Tenho saudades tremendas de mim.
De um eu de outro tempo.

"Morreu
enterra-se,
vem a bicharada e come tudo!

Isto não há cá tempo para pensar em coisas enfeitadas a pedra e florzinhas.
Chega-se a um ponto na vida em que se entregam os pontos, faz-se contas, saldam-se as dividas e vamos.
Nada de manias e coisinhas sentimentais"

Já disse que tenho saudades?( ando a ficar esquecido. depois vejam no início disto se já falava em saudade)
Não controlo.
Sinto aquele buraco cá dentro, como um poço que se olha e vemos ao fundo um passado a fugir de nós.

"Já agora enfiem o morto aí num buraco ... e nada de coisas de cadáveres.

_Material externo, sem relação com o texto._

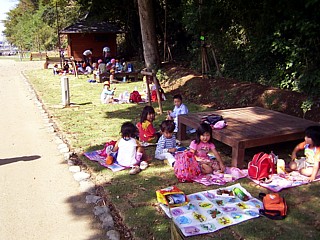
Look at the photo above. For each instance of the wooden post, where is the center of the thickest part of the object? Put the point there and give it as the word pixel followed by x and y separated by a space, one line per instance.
pixel 154 79
pixel 157 90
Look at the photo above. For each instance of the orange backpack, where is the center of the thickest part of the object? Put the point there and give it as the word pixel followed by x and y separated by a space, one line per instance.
pixel 275 206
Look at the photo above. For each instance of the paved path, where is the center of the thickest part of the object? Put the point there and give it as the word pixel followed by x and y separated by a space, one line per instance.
pixel 39 199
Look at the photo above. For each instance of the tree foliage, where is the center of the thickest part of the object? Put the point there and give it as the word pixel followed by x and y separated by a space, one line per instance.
pixel 273 42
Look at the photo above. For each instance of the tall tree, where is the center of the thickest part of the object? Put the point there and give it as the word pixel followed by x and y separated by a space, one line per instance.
pixel 148 33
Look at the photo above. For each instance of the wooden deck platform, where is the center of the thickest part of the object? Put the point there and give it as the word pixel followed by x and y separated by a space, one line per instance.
pixel 249 127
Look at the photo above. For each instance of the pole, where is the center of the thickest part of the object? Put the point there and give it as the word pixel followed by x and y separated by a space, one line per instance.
pixel 58 30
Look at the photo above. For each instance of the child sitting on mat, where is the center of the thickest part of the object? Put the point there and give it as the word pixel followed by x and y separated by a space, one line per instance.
pixel 201 146
pixel 308 165
pixel 129 151
pixel 147 133
pixel 166 146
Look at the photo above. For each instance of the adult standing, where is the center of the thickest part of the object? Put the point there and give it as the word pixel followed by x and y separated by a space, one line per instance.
pixel 87 56
pixel 106 54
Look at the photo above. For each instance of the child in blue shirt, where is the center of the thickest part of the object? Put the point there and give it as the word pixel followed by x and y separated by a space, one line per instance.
pixel 166 146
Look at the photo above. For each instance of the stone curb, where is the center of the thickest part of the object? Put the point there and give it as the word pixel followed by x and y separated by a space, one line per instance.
pixel 82 177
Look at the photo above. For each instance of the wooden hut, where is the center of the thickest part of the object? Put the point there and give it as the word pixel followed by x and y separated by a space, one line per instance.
pixel 89 33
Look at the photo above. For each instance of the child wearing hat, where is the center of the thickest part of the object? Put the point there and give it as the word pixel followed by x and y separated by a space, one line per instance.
pixel 107 93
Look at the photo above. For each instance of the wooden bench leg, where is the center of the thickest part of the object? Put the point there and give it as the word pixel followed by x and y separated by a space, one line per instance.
pixel 237 157
pixel 181 134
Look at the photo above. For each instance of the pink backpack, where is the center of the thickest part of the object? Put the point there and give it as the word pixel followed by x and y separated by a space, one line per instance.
pixel 261 166
pixel 186 167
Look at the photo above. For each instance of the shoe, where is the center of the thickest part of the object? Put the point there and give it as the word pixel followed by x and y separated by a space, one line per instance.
pixel 134 170
pixel 143 165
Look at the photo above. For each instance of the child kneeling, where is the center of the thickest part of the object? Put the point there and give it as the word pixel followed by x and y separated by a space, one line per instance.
pixel 308 165
pixel 130 152
pixel 201 146
pixel 166 146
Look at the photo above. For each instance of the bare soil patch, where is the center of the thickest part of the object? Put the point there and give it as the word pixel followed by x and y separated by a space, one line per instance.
pixel 223 93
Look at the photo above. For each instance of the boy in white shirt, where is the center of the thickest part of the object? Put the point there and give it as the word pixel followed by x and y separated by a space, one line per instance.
pixel 179 108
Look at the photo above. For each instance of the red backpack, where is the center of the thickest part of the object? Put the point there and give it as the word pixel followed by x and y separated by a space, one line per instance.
pixel 261 166
pixel 135 97
pixel 186 167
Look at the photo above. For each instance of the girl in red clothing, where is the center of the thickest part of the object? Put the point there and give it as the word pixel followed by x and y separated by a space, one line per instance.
pixel 308 165
pixel 147 133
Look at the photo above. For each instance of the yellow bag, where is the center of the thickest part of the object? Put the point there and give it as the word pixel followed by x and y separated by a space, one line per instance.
pixel 171 196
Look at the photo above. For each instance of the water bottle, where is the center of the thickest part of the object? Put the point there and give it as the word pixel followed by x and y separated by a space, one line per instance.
pixel 240 194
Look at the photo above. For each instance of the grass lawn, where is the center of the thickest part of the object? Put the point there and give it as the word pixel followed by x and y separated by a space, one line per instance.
pixel 88 124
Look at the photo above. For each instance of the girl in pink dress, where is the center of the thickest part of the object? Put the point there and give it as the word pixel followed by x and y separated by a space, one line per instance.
pixel 201 146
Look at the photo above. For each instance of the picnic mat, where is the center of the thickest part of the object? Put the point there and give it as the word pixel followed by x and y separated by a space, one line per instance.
pixel 284 180
pixel 231 174
pixel 208 211
pixel 95 156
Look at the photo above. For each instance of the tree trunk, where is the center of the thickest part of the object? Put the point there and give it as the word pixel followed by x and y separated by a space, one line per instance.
pixel 148 33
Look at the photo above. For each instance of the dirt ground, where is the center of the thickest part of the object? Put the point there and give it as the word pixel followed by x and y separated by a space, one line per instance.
pixel 39 199
pixel 222 93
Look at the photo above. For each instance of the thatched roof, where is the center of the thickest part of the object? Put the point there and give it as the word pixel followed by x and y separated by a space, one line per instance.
pixel 91 26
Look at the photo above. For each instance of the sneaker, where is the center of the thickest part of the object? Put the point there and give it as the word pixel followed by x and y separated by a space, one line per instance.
pixel 134 170
pixel 143 165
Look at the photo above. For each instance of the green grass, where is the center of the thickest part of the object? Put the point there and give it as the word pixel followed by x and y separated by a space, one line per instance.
pixel 88 124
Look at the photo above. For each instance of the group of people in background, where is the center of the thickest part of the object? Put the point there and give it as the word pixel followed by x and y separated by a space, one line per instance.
pixel 166 144
pixel 203 144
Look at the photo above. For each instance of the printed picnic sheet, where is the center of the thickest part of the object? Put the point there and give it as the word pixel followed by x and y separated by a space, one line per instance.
pixel 284 180
pixel 208 211
pixel 95 156
pixel 231 174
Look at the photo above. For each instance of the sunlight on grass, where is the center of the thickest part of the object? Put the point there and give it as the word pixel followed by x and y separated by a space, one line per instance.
pixel 88 124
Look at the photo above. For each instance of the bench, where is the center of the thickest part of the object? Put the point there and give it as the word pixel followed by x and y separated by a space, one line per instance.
pixel 249 127
pixel 103 76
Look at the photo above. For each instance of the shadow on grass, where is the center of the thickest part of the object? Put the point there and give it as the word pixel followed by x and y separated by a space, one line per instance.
pixel 80 210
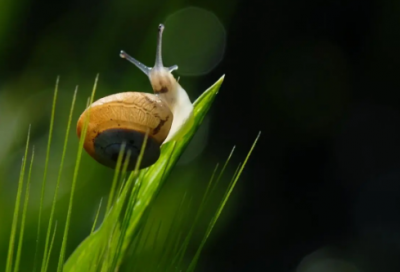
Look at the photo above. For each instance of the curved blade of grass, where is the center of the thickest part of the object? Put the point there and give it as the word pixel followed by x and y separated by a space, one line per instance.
pixel 220 208
pixel 96 217
pixel 45 173
pixel 16 209
pixel 151 179
pixel 21 233
pixel 46 254
pixel 75 176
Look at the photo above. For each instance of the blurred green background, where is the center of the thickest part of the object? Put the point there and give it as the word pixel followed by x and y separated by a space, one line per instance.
pixel 318 78
pixel 76 41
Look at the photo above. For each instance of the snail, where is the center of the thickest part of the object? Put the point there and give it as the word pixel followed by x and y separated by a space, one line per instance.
pixel 125 118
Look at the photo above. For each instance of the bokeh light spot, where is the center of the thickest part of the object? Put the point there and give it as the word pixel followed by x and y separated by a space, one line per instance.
pixel 194 40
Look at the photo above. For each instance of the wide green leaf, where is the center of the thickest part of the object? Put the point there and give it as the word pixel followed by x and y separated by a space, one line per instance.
pixel 104 249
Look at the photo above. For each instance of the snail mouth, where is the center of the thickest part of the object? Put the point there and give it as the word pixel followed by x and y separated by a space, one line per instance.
pixel 109 144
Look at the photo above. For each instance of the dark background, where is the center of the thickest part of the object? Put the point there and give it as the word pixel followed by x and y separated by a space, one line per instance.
pixel 319 78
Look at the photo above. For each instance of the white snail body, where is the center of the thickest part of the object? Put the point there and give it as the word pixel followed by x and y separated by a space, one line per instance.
pixel 125 118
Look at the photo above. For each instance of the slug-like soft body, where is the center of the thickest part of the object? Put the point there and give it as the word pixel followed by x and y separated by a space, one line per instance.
pixel 125 118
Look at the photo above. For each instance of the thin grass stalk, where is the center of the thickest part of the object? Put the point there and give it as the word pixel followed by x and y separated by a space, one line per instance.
pixel 78 159
pixel 26 201
pixel 53 206
pixel 45 174
pixel 51 246
pixel 220 208
pixel 96 217
pixel 16 209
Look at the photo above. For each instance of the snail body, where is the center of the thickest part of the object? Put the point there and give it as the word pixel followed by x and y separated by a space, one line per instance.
pixel 123 119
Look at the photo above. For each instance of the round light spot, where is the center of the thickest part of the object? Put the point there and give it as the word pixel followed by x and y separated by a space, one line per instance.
pixel 194 40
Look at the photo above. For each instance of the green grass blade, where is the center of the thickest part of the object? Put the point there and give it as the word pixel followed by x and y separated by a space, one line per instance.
pixel 115 179
pixel 53 206
pixel 152 180
pixel 97 216
pixel 26 201
pixel 51 246
pixel 75 176
pixel 45 173
pixel 16 209
pixel 221 207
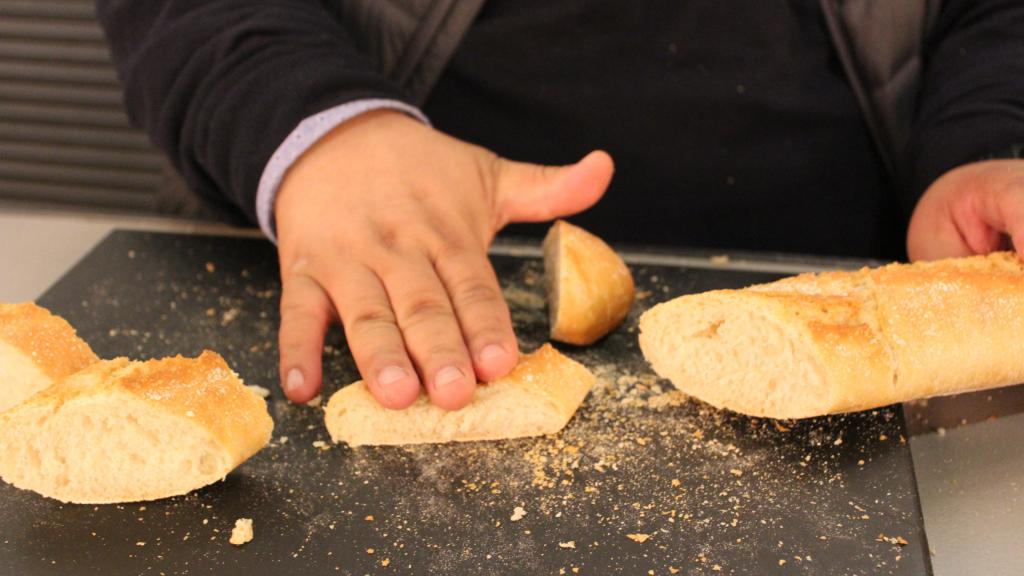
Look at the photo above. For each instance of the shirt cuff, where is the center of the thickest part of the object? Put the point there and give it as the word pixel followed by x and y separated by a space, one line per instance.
pixel 302 138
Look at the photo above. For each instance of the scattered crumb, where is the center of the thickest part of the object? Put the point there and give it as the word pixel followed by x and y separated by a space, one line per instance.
pixel 517 513
pixel 243 531
pixel 259 391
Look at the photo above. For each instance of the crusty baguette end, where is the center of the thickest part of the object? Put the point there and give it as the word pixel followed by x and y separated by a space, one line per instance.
pixel 122 432
pixel 590 288
pixel 36 348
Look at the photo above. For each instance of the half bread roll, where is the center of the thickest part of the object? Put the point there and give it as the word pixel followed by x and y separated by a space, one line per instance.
pixel 36 350
pixel 123 432
pixel 816 344
pixel 539 397
pixel 590 288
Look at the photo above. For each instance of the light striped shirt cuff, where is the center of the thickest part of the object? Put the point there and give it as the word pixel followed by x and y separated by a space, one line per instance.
pixel 302 137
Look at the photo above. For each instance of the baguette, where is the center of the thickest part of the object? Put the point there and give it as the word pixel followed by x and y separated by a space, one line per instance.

Não gosto da palavra."

Passou alguém, levou o que eu era.
Depois,
declarou a minha morte.
Não fizeram velório nem cerimónias.
Foi buraco aberto, terra para cima
e agora saudade (já falei disto?)

Assim nasci duas vezes. Sou uma alma bipolar, talvez, não sei.
Não vou declarar ódio a esta segunda caminhada por cá, mas podiam ter deixado ao menos umas florzinhas em cima de uma pedra.
E, se não fosse pedir muito, faziam assim umas rezas. Sempre era mais bonito.
Teria sido mais fácil morrer.

Tenho saudades de mim.
Principalmente daquilo que não fui, não pude e nunca vou poder ser.
Ficaram as cinzas (é. depois cremaram tudo e enfiaram num buraco. nem o projecto saiu lá muito bem.) e a saudade.
Será que ainda posso fazer umas rezas? Só para me despedir?